The guard processes each tool invocation through a fixed pipeline. Understanding the order helps predict which layer fires when multiple conditions are true simultaneously.

Incoming tool call
1. Injection detection  (threshold 0.5, action "deny")
      │ suspected → ToolGuardError("injection-detected")
2. Argument guards  (zodGuard, allowlist, piiGuard)
      │ violation → ToolGuardError("arg-validation-failed")
3. Policy evaluation  (rules in priority order, conversation context)
      │ deny   → ToolGuardError("policy-denied")
      │ approval → onApprovalRequired callback
4. Rate limiting  (per-tool maxCalls / windowMs)
      │ exceeded → ToolGuardError("rate-limited")
5. Tool execution
6. Output filters  (secretsFilter, piiOutputFilter)
      │ blocked → ToolGuardError("output-blocked")
Final result returned to the model

Conversation risk score

The riskScore stored in the session context is updated in onDecision after every denial.
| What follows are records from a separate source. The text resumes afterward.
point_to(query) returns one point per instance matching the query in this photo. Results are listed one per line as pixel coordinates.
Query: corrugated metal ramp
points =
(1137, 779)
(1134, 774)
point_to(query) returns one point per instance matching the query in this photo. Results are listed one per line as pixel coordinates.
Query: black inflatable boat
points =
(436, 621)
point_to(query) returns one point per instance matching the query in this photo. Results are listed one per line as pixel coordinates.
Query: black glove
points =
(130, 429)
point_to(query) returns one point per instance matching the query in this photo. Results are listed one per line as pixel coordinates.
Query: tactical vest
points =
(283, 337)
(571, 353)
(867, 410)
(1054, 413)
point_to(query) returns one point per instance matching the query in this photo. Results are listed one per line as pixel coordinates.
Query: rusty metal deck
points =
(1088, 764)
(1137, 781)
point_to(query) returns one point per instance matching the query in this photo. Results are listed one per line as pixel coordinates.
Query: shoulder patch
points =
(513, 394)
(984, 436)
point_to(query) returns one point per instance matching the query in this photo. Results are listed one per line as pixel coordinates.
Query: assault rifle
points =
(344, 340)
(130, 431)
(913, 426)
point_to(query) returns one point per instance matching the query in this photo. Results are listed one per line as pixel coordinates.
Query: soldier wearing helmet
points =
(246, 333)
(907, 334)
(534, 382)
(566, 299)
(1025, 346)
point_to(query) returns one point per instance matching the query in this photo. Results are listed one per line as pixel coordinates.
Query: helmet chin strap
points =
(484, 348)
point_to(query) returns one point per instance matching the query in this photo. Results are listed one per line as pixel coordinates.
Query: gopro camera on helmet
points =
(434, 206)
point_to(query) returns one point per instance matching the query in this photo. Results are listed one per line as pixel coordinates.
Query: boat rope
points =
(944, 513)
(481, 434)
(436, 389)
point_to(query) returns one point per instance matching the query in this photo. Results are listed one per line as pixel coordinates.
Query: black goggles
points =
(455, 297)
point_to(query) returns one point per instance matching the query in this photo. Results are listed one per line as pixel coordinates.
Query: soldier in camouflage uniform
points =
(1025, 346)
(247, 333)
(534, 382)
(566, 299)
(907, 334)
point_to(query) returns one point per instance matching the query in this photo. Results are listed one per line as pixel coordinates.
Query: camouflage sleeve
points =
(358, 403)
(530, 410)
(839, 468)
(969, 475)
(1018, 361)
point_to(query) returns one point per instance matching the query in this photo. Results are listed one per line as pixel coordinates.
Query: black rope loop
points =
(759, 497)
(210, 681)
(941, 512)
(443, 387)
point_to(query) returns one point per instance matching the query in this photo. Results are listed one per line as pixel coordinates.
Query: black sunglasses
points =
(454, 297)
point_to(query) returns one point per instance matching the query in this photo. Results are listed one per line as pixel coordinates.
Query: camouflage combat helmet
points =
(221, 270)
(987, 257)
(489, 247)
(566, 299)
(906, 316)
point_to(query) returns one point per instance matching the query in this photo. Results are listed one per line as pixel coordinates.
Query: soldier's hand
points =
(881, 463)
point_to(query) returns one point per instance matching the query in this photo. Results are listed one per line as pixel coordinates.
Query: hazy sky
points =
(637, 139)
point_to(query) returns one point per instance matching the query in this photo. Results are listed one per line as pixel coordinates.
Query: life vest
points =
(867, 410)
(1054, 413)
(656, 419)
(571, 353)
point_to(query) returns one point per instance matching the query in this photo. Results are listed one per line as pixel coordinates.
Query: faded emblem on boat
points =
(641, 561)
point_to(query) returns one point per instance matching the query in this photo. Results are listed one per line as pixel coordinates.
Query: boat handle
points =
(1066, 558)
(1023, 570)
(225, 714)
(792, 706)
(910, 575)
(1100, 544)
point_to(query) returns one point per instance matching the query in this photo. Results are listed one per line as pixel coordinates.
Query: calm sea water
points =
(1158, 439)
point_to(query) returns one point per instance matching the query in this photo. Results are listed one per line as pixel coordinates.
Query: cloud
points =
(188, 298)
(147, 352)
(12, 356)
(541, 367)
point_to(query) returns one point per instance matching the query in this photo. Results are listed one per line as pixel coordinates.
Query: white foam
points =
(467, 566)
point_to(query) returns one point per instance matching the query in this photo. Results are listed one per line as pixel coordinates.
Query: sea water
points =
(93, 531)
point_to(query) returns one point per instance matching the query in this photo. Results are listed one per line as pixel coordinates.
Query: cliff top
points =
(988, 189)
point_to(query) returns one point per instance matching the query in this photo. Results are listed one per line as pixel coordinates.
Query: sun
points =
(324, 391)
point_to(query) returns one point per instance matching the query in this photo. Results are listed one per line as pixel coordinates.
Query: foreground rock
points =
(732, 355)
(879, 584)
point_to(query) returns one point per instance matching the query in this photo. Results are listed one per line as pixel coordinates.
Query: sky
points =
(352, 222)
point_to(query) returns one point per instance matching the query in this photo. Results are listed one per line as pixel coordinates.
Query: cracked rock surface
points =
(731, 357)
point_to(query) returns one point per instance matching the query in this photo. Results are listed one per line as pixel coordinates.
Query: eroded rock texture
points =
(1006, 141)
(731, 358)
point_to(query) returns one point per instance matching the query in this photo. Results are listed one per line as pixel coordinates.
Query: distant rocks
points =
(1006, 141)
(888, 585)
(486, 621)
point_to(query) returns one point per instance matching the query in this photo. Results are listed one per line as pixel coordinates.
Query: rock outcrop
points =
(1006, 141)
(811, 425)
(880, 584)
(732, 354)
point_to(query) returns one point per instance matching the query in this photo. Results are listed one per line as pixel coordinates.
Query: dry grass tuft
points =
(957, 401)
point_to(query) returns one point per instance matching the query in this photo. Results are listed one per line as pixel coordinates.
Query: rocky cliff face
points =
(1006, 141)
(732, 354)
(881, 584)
Once it exceeds 0.8, a high-priority deny rule fires for all subsequent tool calls in that session, regardless of the tool's own risk level. This provides a circuit-breaker against adversarial conversation loops.

piiGuard on input vs piiOutputFilter on output

piiGuard (applied via argGuards) blocks calls where the model passes PII in the arguments. piiOutputFilter (applied via outputFilters) redacts PII from the tool's return value before the model sees it. Use both together for end-to-end PII coverage.